From Wednesday's Globe and Mail Published on Wednesday, Nov. 14, 2007 7:33AM EST Last updated on Friday, Apr. 03, 2009 2:37PM EDT
Events are unfolding rapidly in the saga of former prime minister Brian Mulroney and German-Canadian deal maker Karlheinz Schreiber. Mr. Schreiber made new allegations in an affidavit he filed last week, Prime Minister Stephen Harper said he would appoint an independent third party to advise him, Mr. Mulroney called for a full public inquiry to clear the air and, yesterday, Mr. Harper said an inquiry is on the way. Meanwhile, Mr. Schreiber, who has been sitting in a Toronto detention centre awaiting extradition to Germany if his last-ditch legal appeals fail, may soon be flown to another continent -- which would make interviewing him more difficult, though not impossible, when Mr. Harper's inquiry is held.
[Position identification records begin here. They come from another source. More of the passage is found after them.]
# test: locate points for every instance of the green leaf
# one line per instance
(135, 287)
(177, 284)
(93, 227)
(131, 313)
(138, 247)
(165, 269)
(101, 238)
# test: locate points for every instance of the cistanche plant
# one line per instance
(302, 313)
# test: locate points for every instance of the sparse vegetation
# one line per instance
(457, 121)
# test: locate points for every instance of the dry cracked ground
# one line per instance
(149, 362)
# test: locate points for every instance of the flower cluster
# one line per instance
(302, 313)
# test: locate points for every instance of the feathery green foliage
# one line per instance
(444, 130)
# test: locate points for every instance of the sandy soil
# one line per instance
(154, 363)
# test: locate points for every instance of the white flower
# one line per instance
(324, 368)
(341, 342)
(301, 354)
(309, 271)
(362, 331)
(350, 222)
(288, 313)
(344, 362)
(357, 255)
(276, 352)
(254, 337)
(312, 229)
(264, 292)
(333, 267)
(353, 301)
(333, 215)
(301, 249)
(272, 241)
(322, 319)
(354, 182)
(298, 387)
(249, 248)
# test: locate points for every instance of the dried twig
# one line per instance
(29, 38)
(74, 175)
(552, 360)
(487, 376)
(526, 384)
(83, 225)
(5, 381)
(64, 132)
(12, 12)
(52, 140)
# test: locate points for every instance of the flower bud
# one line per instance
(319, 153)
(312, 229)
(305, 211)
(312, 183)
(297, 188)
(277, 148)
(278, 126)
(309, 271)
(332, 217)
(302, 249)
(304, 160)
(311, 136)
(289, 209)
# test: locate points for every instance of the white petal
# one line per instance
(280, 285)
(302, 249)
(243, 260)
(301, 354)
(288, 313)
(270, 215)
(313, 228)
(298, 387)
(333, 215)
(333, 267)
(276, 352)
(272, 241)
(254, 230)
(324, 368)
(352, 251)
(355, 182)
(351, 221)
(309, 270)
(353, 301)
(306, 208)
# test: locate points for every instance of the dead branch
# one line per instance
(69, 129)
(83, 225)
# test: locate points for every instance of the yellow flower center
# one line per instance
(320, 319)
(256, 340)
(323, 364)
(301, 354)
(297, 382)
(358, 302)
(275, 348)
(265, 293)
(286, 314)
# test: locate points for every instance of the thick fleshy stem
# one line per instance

Now, finally, a piece falls into the puzzle that should have been in place days ago. The Mounties are reviewing Mr. Schreiber's latest allegations to decide whether there should be a formal police investigation.
As Mr. Harper observed in a statement last week, much of the dispute between Mr. Mulroney and Mr. Schreiber may be a private matter, but two items in particular are of public concern. They touch on the total of $300,000 in cash payments that Mr. Schreiber made to Mr. Mulroney on three occasions in 1993 and 1994, in hotels in Montreal and in New York. It remains unclear what the money was for. A spokesman for Mr. Mulroney has said it was for assistance with Mr. Schreiber's pasta business. Mr. Schreiber has said all he received from Mr. Mulroney in that regard was a brochure from an agricultural company. The first item of concern is Mr. Schreiber's allegation that Mr. Mulroney met with him while still in office about an agreement to pay Mr. Mulroney the $300,000. The second is, in Mr. Harper's words, "whether these allegations, if true, have any bearing on the settlement reached in January, 1997." Mr. Mulroney had filed a defamation suit against the government after government lawyers, in a 1995 letter to Swiss authorities, accused Mr. Mulroney of illegal activities in connection with Air Canada's 1988 purchase of 34 Airbus jetliners. In 1997, the government apologized to Mr. Mulroney and paid $2.1-million.
Mr. Schreiber's allegations have created this turmoil. It is possible that Mr. Schreiber may be sent off soon to Germany to face charges there of bribery and fraud. If any of Mr. Schreiber's accusations suggest illegal activity on anyone's part, the Crown and the RCMP have every ground to demand that Mr. Schreiber provide them with any documents in his possession that might buttress the allegations he has been making. Mr. Schreiber has boasted of his extensive files of past correspondence and hinted at "surprises" he has in store. These are boasts the police should be calling him on.
To be sure, Mr. Schreiber has been more cagy than forthcoming in the past. A senior Mountie who was quoted in a Globe story last Feb. 2 all but threw up his hands in the face of Mr. Schreiber's lack of co-operation - "You've got to say, 'Just what the heck [has] this guy got? How credible is it?' " -- before saying it would be wrong not to send Mr. Schreiber to face justice in Germany after an extradition battle of eight years. "It's an awfully long time, and to be this close to the door ... and then to say, 'Sorry, we've changed our minds.' Countries just don't operate that way."
But countries have the right to operate that way if they genuinely believe there is something important at stake. In fact, since Mr. Schreiber has been a Canadian citizen since 1982, the extradition treaty between Canada and Germany states explicitly that Canada does not have to extradite him. (If citizenship were the only grounds for that decision, however, Germany could ask Canada to prosecute Mr. Schreiber in Canada on the German charges.) The question, surely, is whether Mr. Schreiber has evidence of wrongdoing that would make it in Canada's interest to delay his departure. If a lengthy and expensive public inquiry or a possible criminal investigation hinges on Mr. Schreiber's latest affidavit, it is the job of the Crown and the police to determine whether Mr. Schreiber truly has something to justify that inquiry.